A coveted brew of caffeine that acts a powerful, and one might even say explosive, restorative. The Leopard loves this in particular. Coffee lovers in Vienna are also quite fond of it. Don't tell them it's brewed from bat guano, though; that's just another of Mr Wines' jokes... [14]
Hard Drinks
The Neath has many, many, varieties of alcoholic drinks. The most popular are the Greyfields mushroom wines; Mr Wines also made a few drinks of its own, though we aren't liable for your actions under their influence.
Airag is a valuable Fourth City beverage, made of fermented mares' milk, and tomb-colonists drink something called dustwine that's said to taste like roses and make one's mind flip itself over.[15] That being said, it's more like a dust than a liquid.

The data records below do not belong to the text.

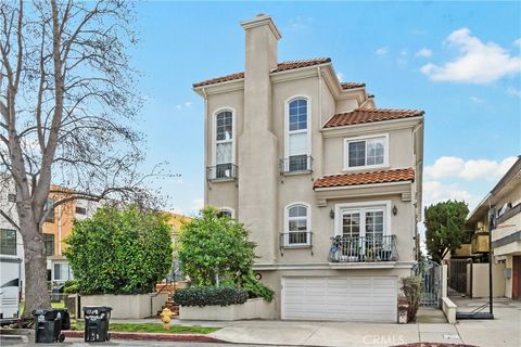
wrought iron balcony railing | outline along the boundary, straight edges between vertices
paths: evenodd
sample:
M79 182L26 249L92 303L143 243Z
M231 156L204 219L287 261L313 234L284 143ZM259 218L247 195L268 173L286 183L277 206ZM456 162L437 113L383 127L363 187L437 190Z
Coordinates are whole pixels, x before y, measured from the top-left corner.
M280 159L280 174L313 172L313 156L293 155Z
M280 248L297 248L313 246L313 232L292 231L280 233Z
M208 181L237 180L237 165L231 163L206 168L206 180Z
M331 237L329 261L396 261L396 235Z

Strangling Willow Absinthe
Ah, someone with refined taste. This is Strangling Willow Absinthe, a popular beverage[16] among bohemians and anyone looking to liven up bland salons.[17] While it hardly has any connection to the willow tree (there are hardly any trees down here, after all), its name isn't for naught. The thing about Strangling Willow is that it is animate beyond reason. If left alone, it can easily escape any ordinary bottle, and you don't want to let it run around.[18] It might jump off your spoon, or start to wiggle in your throat. We have a few bottles right over there, and I really insist you take at least one as a present.[19]
Black Wings Absinthe
An exotic and cryptic drink manufactured by Mr Wines. This night-black alcohol smells of wormwood and leather, and seems to move on its own.[20] While avoided by most of Fallen London's sane public, it is exceptionally popular among hunters who wish to kill the Vake. This absinthe grants hallucinogenic visions: of distant stars, of endless open space that stretches in all directions, of flight in the middle of the night.[21] It also makes the unfortunate drinker run around the city in a cloak like a maniac. Good thing you won't remember that after it wears off.[22]
Even more sinister and rare is a new variant of this brew - Black Wings Absinthe Nouveau. Not much is known about it, but it has a deep scarlet color, and even the most daring hunters are best advised to avoid it.[23]
Jasmine Tea
Tea is common in the Neath. But this tea is not the ordinary stuff that street vendors offer to the undemanding public. Only the finest and the highest quality tea leaves are used to brew our magnificent tea. Our shipper says that the jasmine was gathered in the Elder Continent itself! ...Or did he say the Surface? Regardless of origin, it is the best and most remarkable tea you could find here. [24] Except for...
Lethean Tea
This is a very special tea, said to be steeped in the waters of the river Lethe. It has an amnesic effect... so would anyone recall how it tastes?[25]
It's admittedly a bit strange to see this glimmering coral in tea, considering it is primarily used in jewelry and as an analogue of tobacco snuff. But it is indeed used in tea, and it is terribly expensive.